Our team is honoured to participate in the Fertility Road Fertility Journeys project with our chosen couple, and we are grateful to Christina and Patrick who have agreed to take part. It is extremely generous of them to share their experience with couples who may be interested in a similar journey, and we hope this will help others to gain a greater understanding of the nature of the treatment, whilst eliminating some of the more common reservations regarding egg sharing.
Each month we have between 20 and 30 couples participating in the egg sharing programme with The Lister Fertility Clinic, and naturally it was difficult to select a couple for the Fertility Journey.
After reviewing several applications, Dr. Yau Thum met with Christina and Patrick in May 2015 and asked the couple to participate in the journey. After reviewing their medical history, Dr. Thum determined that IVF is the best way for the couple to achieve a family. It was explained to the couple that the egg sharing programme at The Lister Fertility Clinic has high success rates and treatment outcomes.

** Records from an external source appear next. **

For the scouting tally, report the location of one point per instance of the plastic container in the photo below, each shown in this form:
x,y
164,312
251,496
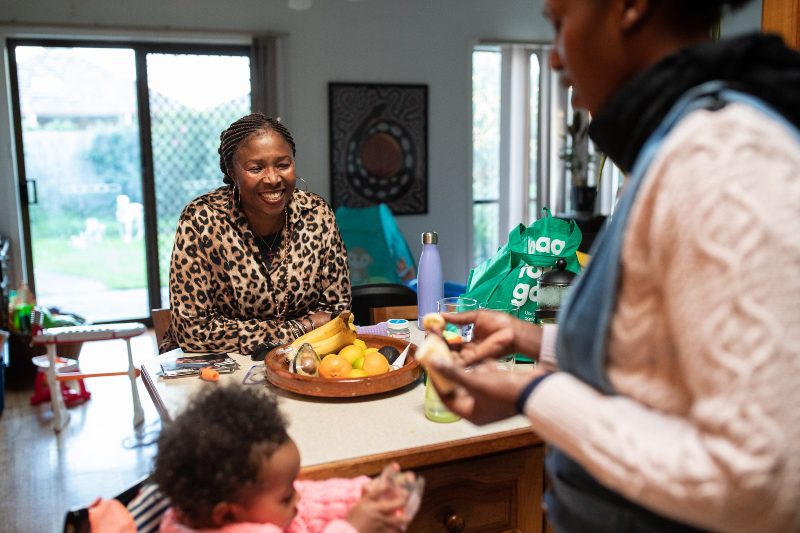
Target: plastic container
x,y
430,286
398,328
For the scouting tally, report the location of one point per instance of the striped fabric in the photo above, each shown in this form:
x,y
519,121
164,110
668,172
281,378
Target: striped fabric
x,y
147,508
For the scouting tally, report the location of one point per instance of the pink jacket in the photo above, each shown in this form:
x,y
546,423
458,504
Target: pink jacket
x,y
322,509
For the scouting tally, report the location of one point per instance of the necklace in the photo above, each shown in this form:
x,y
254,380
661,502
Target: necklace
x,y
269,250
280,306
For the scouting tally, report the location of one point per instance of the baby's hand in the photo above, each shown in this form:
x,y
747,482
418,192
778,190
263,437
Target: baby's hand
x,y
404,489
379,509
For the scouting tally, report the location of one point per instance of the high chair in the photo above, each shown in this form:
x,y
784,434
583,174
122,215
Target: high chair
x,y
53,337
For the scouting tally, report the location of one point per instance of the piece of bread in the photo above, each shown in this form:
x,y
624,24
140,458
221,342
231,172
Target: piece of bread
x,y
434,348
433,321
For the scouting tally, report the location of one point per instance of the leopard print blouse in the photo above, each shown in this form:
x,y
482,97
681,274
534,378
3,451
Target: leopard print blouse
x,y
224,298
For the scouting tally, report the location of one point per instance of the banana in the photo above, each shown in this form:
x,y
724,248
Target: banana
x,y
334,343
330,337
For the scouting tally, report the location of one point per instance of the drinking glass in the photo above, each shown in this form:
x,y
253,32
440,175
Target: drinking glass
x,y
505,362
458,304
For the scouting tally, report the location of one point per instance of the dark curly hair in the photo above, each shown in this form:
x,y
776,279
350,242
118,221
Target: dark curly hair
x,y
215,448
703,12
237,132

Our data shows that the chances to achieve a positive outcome for the egg sharer are the same as those self-funded patients. Together the couple have had two natural conceptions – sadly one was an ectopic pregnancy and the other ended in a miscarriage at the early pregnancy stage. In total Christina has had two ectopic pregnancies and has been diagnosed as having blockages in both fallopian tubes. This is what makes IVF the best treatment option for her.
We performed blood tests to check Christina’s AMH levels and also a pelvic ultrasound scan to determine her antral follicle count – this is to ensure that she has a good ovarian reserve.

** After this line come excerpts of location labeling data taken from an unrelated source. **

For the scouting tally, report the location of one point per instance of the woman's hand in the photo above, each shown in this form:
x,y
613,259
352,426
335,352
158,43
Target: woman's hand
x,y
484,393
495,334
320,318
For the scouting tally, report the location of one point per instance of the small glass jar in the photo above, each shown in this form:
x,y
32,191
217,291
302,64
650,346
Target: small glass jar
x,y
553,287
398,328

If someone’s egg reserve is on the low side, we would not advise embarking on the egg sharing programme as it would be unfair to share eggs she may need for herself to achieve a family.
As routine for the egg sharing programme, we obtain information about the donor which includes educational background, obstetric history, hobbies, education, past medical history and family history.
Outside of the medical work, one of the most important steps in the egg sharing programme is for the couple to undergo counselling to discuss the legal and social implications of donations. To that end, our ethos is to ensure the couple are well informed and, most importantly, reassured that no identifiable information will be passed on to the recipient.
During the counselling, the couple also discuss the implications of egg donation in more detail, for example the HFEA registration. This registration outlines that the recipient will not fi nd out who the donor is and Christina will not find out who the recipient is. As a donor, the HFEA will hold her details so that if a child is born from her donation, that child (from the age of 18) will be able to contact the HFEA to find the contact details of the donor. However there is no obligation for the donor to meet with the child. The HFEA will contact the donor first before disclosing her personal details.
The outcome of the donation will not automatically be given to the donor or egg sharer because some may prefer not to know until they have their own family. Christina and Patrick understand that if they wish to find out the outcome of the donation they can contact us directly.
After the counselling session Christina and Patrick met with the egg donation nurse for what is called a ‘nurse’s consultation’. During this, the screening blood tests for IVF and egg sharing were performed, and consent forms – which are legally required for treatment and donation – were completed. During this time, the nurse also explained the IVF/egg sharing treatment process as well as recapping approximate timescales.
On the same day we sent a letter to Christina’s GP to confirm there are no medical problems running in the family, and also to confirm that she does not have any cardiovascular or respiratory issues, nor any allergies that would prevent her from donating.